Plastic bags are the things people love to hate.
Many shoppers think nothing of walking out of the grocery or drug store with handfuls of the bags, sometimes with only a few items in them. And often, the option to buy reusable bags is staring them right in the face.
Eventually, some of the plastic bags make their way back to the stores for recycling. But some are liberated by the wind, where they become tree-borne litter or dance in streets among the traffic. They clog storm drains and find their way into Lake Ontario, where they add to already problematic plastics pollution. Some well-meaning people toss the bags into recycling bins, but that means the Monroe County sorting facility has to shut down daily so workers can clean the sorting equipment, since the bags get entangled in it. And some people just throw the bags out; 8 percent of all landfill waste is either plastic bags or plastic product wrapping, says a fact sheet from Monroe County.
State environmental groups say a ban on single-use plastic bags would help address, if not eliminate, all of these problems. And they're pushing state lawmakers to take action this year, preferably in the state budget, which has an April 1 deadline. Democratic State Senator Liz Krueger has already introduced a bill to ban single-use plastic bags from stores, and Democratic Assembly member Kevin Cahill sponsors an Assembly bill that would place a fee on all single-use bags.
"We're pleased that there's discussion at the state level about implementing a policy that will transition New Yorkers to switch to the environmentally friendly and cost-effective solution, which is reusable bags," says Brian Smith, associate executive director of Citizens Campaign for the Environment.
And with the ban, environmentalists want the state to set a fee on paper bags and other single-use bags, which would give people incentive to switch to reusable instead of just relying on paper bags from the store.
Advocates say the approach has worked in other places, including California, which has a statewide ban on single-use plastic bags.
Peter Iwanowicz, executive director of Environmental Advocates of New York, says the fee revenue should go toward state environmental funds or programs, similar to the way unclaimed bottle deposits are handled.
"I think if you're going to assess a fee dedicated to environmental programs, that's a budget issue," Iwanowicz says. "So that's where it should be."
If bag ban and fee legislation don't pass as part of the budget, they could still advance in April, May, or June, depending on whether legislators are willing to act.

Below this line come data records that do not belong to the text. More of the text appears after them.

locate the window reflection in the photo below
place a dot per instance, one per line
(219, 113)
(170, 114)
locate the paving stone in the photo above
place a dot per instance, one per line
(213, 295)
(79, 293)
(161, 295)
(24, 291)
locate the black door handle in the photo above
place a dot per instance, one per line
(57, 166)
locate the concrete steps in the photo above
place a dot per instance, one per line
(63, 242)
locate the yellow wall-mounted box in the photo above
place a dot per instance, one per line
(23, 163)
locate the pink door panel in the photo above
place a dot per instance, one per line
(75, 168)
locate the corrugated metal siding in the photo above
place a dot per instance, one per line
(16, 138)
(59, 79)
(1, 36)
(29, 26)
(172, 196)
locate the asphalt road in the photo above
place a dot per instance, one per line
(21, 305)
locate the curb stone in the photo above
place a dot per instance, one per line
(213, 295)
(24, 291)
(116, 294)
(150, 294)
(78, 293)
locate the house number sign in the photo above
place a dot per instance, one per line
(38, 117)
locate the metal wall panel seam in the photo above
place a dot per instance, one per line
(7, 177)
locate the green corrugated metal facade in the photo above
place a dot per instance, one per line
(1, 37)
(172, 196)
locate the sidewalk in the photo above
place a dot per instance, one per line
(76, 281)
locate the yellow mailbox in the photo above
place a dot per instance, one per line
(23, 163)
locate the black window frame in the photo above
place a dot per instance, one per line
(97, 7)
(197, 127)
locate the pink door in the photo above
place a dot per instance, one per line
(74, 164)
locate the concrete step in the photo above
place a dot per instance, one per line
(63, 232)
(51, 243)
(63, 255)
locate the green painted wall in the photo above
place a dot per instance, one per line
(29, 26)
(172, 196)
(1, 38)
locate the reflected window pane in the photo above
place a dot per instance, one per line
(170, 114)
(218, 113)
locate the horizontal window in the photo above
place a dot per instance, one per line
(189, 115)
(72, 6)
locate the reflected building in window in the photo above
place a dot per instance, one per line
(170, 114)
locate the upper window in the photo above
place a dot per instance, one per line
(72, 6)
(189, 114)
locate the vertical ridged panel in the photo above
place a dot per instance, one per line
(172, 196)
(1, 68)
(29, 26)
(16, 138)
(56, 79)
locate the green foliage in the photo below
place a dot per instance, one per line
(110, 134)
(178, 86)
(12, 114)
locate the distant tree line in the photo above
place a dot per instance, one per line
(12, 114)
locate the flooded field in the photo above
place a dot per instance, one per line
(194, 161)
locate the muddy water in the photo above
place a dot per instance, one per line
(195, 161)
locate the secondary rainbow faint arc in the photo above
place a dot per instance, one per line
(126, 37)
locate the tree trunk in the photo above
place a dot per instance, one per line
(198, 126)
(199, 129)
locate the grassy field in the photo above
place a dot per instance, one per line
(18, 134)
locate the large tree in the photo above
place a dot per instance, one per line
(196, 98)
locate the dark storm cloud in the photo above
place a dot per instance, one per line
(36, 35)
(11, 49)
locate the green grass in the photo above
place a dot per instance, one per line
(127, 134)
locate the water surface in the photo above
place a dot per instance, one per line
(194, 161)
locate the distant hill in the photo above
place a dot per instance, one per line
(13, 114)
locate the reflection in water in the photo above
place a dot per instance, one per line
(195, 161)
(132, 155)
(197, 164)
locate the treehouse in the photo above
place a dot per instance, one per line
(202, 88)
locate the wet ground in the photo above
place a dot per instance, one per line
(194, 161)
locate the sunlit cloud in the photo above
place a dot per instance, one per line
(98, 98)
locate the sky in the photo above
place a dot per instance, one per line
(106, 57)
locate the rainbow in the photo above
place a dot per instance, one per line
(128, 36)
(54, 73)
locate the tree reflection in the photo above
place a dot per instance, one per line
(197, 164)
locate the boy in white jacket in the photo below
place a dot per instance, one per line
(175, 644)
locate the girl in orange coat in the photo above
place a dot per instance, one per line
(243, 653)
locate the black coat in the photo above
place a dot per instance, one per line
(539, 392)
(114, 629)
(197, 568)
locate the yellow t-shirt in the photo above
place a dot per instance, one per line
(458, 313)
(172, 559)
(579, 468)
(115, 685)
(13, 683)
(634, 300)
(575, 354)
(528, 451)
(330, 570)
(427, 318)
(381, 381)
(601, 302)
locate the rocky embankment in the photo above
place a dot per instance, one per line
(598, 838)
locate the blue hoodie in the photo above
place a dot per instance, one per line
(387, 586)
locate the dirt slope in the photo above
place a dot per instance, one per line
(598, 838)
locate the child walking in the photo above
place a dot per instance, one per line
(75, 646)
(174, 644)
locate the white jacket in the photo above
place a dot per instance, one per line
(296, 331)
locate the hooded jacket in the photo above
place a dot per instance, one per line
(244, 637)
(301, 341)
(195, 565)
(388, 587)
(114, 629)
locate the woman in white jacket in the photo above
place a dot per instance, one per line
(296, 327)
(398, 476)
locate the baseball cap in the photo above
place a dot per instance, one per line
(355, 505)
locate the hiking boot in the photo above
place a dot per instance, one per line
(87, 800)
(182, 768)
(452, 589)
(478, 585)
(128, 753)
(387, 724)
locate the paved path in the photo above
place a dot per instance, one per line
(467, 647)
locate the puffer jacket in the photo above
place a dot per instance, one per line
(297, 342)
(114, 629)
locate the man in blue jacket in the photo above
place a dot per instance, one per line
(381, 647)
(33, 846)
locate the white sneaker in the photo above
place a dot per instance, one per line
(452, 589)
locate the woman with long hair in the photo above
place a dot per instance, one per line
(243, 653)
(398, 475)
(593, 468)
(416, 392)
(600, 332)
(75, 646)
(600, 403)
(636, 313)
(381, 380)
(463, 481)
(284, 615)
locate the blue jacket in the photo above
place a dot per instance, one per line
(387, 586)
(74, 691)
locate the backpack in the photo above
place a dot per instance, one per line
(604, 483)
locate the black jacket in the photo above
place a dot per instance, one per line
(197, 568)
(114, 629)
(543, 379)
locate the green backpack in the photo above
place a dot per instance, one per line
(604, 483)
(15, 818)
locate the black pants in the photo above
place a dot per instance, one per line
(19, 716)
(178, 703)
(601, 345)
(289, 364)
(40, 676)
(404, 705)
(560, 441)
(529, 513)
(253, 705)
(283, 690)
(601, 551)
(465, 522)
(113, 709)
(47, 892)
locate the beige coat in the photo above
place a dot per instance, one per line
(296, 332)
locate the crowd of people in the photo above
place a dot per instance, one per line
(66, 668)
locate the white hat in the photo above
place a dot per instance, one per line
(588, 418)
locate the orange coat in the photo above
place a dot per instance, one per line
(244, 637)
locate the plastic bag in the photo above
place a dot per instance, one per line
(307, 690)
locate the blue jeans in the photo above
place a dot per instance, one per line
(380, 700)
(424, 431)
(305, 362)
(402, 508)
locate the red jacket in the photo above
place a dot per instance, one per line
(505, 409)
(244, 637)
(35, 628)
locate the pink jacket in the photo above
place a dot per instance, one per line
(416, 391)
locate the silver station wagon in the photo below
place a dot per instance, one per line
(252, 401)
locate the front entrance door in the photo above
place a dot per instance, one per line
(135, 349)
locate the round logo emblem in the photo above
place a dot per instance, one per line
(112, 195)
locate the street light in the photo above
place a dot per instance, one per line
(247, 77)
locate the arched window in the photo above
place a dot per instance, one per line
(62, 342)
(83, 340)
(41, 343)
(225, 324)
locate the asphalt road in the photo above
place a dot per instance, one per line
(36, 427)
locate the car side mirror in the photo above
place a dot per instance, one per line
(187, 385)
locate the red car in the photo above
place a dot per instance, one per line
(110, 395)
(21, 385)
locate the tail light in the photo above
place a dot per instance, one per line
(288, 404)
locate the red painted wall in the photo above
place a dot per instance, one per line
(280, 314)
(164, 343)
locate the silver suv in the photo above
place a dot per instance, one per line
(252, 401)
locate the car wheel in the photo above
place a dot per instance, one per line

Plastic bag industry groups, particularly the American Progressive Bag Alliance, have fought against bans in states across the country. And other organizations aren't keen on bag bans or fees, either.
"Wegmans doesn't believe banning or taxing certain bags is a sustainable solution to the problem," says Jason Wadsworth, the company's sustainability coordinator.
The company has been able to reduce single-use bag consumption by educating customers about reusable bags, Wadsworth says. And it reminds them to bring plastic bags back to the store for recycling; Wegmans plastic bags are made from 40 percent recycled plastic, all of which was returned to stores by customers, he says. The company's recycling rate for plastic bags was close to 50 percent last year, he says.
He also argues that banning plastic bags will lead to increased consumption of paper bags, which have a greater impact on the environment. Environmental groups counter that paper bags can be recycled at the curb, unlike plastic bags. And again, they point to the need for a ban on plastic bags to be accompanied by a fee on paper bags to discourage what Wadsworth describes.
"The goal is to end our use of single-use bags, not transition from one to another," Smith says.